© iStockphoto.com /Ivan-96 Deus arma seu povo para lutar contra os inimigos |
As raízes do conceito de "guerra santa" estão fincadas nos principais livros das duas religiões. No Antigo Testamento - que compõe a primeira parte da Bíblia cristã -, a ocupação da Canaã (região da Palestina) no século 6 antes de Cristo pelos judeus vindos do Egito sob liderança de Moisés, narrada no "Livro de Josué", mostra a conquista da Terra Prometida, com a expulsão dos seus ocupantes, e a divisão dela entre as tribos judaicas. A narrativa enfatiza que a luta pela conquista da Terra Prometida foi feita com a ajuda de Deus, o que a justificou totalmente.
Doze séculos depois da conquista de Canaã pelos judeus, Maomé, fundador do Islamismo, irá definir no Alcorão que um último recurso da "jihad" - obrigação religiosa de todo muçulmano na difusão do Islamismo - é se engajar fisicamente numa guerra contra todos os infiéis e inimigos da fé islâmica. Como para os muçulmanos o Alcorão representa a palavra de Deus (ou Alá, como eles chamam o Todo-Poderoso), lutar contra aqueles que não acreditam no Islã é uma guerra em nome de Deus. Assim como foram as Cruzadas, movimento militar-religioso ocorrido entre os séculos 11 e 13 no qual tropas dos reinos cristão europeus lutaram contra os árabes pelo controle da Terra Santa (região da Palestina) com o objetivo de manter os lugares sagrados do Cristianismo sob o domínio da civilização cristã ocidental.

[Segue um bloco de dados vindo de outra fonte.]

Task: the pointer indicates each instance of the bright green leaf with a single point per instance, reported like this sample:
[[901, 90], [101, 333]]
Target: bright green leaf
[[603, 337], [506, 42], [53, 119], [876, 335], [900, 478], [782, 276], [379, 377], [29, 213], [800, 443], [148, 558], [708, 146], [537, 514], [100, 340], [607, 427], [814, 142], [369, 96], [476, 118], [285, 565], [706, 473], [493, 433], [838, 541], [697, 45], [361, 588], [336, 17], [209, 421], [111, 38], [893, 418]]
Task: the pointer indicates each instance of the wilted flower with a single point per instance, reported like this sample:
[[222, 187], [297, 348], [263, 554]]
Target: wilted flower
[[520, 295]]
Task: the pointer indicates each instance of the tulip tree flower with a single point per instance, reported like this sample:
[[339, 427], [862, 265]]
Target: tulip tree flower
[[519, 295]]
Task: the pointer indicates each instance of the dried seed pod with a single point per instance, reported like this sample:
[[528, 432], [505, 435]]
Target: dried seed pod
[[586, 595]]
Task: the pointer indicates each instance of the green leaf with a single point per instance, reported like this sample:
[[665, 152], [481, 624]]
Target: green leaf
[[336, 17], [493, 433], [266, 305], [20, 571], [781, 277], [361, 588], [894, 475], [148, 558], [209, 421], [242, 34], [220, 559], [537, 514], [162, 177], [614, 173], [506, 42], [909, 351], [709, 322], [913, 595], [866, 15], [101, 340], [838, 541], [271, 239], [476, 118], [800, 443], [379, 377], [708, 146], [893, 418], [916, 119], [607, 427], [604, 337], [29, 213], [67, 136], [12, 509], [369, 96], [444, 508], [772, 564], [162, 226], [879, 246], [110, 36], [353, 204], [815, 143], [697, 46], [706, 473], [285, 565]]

Para seus defensores, as "guerras santas" são sempre por uma "boa causa", que pode estar justificada em textos sagrados ou em teses desenvolvidas por teólogos e pensadores religiosos, às vezes motivadas por necessidades políticas ou militares de manutenção, expansão ou luta pelo poder. Nos tempos modernos, principalmente no Ocidente cristão, o conceito de "guerra santa" é visto como uma abominação anacrônica, mas nem sempre foi assim. Por outro lado, em muitos países muçulmanos do Oriente Médio, a ideia de "guerra santa" ainda remete a um passado glorioso, a tempos em que o expansionismo árabe e do Islã os levou a ser um dos maiores impérios do mundo.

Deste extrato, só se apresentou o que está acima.